Author affiliation(s)	ETH Zürich, Charité – Universitätsmedizin Berlin, Birmingham City University
Primary contact	Online contact form
Year published	2020
Volume and issue	20
Page(s)	310
DOI	10.1186/s12911-020-01332-6
ISSN	1472-6947
Distribution license	Creative Commons Attribution 4.0 International
Website	https://bmcmedinformdecismak.biomedcentral.com/articles/10.1186/s12911-020-01332-6
Download	https://bmcmedinformdecismak.biomedcentral.com/track/pdf/10.1186/s12911-020-01332-6.pdf (PDF)
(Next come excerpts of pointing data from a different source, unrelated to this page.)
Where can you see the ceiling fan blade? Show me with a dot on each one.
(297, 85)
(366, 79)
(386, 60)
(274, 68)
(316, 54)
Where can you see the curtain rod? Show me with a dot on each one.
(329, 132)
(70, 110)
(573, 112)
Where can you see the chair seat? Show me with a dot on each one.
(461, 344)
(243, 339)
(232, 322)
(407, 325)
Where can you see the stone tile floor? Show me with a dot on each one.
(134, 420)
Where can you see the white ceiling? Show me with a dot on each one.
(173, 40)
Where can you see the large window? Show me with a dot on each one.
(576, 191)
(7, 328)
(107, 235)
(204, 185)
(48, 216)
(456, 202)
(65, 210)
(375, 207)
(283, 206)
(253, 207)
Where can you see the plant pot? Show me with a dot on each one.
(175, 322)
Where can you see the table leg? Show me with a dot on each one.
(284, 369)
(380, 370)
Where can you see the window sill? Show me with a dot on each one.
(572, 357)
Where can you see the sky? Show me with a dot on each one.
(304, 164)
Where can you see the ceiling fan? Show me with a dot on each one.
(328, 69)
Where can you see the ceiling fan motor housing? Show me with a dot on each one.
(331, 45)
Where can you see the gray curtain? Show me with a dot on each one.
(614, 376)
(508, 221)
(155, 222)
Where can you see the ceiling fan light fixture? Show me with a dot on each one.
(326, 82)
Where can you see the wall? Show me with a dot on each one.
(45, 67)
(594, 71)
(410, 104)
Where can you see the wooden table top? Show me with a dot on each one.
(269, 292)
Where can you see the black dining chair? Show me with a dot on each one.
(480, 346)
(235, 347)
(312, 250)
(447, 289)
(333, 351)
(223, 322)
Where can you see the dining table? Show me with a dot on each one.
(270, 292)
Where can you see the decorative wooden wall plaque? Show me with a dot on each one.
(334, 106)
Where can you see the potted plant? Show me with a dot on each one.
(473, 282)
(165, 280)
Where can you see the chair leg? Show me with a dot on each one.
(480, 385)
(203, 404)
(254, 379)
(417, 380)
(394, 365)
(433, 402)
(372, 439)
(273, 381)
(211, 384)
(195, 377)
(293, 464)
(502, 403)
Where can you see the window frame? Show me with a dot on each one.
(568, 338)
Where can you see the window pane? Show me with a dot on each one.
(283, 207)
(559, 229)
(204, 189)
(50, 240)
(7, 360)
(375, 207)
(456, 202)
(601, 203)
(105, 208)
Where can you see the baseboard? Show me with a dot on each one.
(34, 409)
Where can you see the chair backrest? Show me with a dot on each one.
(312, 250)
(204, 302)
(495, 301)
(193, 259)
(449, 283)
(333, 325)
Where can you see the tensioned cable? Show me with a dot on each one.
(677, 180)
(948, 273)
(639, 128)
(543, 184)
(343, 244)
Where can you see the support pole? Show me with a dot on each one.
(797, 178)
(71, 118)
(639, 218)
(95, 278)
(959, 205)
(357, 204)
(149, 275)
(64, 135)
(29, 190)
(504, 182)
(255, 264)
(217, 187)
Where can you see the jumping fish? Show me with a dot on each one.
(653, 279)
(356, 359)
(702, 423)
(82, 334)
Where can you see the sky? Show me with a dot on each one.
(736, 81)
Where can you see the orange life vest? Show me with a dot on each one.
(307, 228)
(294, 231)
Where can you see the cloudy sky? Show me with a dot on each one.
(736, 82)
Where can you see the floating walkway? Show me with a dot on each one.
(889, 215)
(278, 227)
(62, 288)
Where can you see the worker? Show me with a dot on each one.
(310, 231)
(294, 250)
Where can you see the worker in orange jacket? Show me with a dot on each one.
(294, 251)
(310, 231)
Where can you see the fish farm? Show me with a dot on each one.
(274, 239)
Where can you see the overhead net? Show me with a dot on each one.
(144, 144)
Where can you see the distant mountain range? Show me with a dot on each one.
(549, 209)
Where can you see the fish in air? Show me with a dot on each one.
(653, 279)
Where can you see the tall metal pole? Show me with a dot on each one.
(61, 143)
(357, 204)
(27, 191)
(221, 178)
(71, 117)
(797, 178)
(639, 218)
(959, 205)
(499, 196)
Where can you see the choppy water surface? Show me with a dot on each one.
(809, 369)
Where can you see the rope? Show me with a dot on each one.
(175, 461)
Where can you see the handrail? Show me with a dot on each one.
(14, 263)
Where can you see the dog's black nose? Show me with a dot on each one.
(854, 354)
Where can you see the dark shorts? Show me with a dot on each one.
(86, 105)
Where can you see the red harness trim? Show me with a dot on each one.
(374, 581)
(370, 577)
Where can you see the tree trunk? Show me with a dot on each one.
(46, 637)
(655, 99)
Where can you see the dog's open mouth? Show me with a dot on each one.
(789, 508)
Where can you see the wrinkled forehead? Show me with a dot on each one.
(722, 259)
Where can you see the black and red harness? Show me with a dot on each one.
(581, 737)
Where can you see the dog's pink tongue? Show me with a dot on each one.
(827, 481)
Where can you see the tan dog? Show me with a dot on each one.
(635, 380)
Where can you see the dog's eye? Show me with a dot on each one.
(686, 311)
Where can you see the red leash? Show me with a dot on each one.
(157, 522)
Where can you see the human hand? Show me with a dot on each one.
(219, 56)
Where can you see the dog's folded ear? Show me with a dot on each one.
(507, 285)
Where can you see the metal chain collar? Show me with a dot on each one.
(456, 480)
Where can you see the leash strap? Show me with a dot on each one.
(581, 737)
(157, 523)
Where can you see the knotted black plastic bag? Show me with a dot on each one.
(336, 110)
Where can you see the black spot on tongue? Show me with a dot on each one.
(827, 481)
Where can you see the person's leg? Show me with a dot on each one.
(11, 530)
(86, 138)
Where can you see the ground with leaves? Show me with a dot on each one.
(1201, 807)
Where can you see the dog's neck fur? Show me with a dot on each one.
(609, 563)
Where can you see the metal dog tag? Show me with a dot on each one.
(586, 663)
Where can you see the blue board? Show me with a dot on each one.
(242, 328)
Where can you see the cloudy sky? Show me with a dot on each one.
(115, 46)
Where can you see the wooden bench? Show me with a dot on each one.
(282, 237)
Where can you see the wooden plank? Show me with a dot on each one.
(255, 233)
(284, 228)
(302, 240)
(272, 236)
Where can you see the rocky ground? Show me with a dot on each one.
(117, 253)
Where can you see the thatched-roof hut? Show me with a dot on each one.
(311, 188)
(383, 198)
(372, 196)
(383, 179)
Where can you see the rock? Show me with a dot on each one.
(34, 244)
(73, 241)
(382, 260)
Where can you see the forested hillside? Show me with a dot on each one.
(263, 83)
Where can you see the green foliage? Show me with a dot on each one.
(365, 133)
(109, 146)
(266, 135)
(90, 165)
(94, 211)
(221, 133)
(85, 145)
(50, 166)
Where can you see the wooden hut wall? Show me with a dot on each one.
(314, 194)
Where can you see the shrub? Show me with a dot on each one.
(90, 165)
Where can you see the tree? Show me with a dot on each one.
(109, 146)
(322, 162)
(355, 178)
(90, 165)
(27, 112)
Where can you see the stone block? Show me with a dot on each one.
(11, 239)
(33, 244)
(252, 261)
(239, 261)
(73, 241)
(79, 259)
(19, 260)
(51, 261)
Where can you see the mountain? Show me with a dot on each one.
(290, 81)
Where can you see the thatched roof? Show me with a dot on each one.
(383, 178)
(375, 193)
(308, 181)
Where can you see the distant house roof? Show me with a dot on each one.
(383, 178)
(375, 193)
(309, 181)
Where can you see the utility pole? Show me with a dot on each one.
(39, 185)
Revision as of 21:32, 28 December 2020

This article should be considered a work in progress and incomplete. Consider this article incomplete until this notice is removed.

Abstract

Background: Explainability is one of the most heavily debated topics when it comes to the application of artificial intelligence (AI) in healthcare. Even though AI-driven systems have been shown to outperform humans in certain analytical tasks, the lack of explainability continues to spark criticism. Yet, explainability is not a purely technological issue; instead, it invokes a host of medical, legal, ethical, and societal questions that require thorough exploration. This paper provides a comprehensive assessment of the role of explainability in medical AI and makes an ethical evaluation of what explainability means for the adoption of AI-driven tools into clinical practice.

Methods: Taking AI-based clinical decision support systems as a case in point, we adopted a multidisciplinary approach to analyze the relevance of explainability for medical AI from the technological, legal, medical, and patient perspectives. Drawing on the findings of this conceptual analysis, we then conducted an ethical assessment using Beauchamp and Childress' Principles of Biomedical Ethics (autonomy, beneficence, nonmaleficence, and justice) as an analytical framework to determine the need for explainability in medical AI.

Results: Each of the domains highlights a different set of core considerations and values that are relevant for understanding the role of explainability in clinical practice. From the technological point of view, explainability has to be considered both in terms of how it can be achieved and what is beneficial from a development perspective. When looking at the legal perspective, we identified informed consent, certification, and approval as medical devices, and liability as core touchpoints for explainability. Both the medical and patient perspectives emphasize the importance of considering the interplay between human actors and medical AI. We conclude that omitting explainability in clinical decision support systems poses a threat to core ethical values in medicine and may have detrimental consequences for individual and public health.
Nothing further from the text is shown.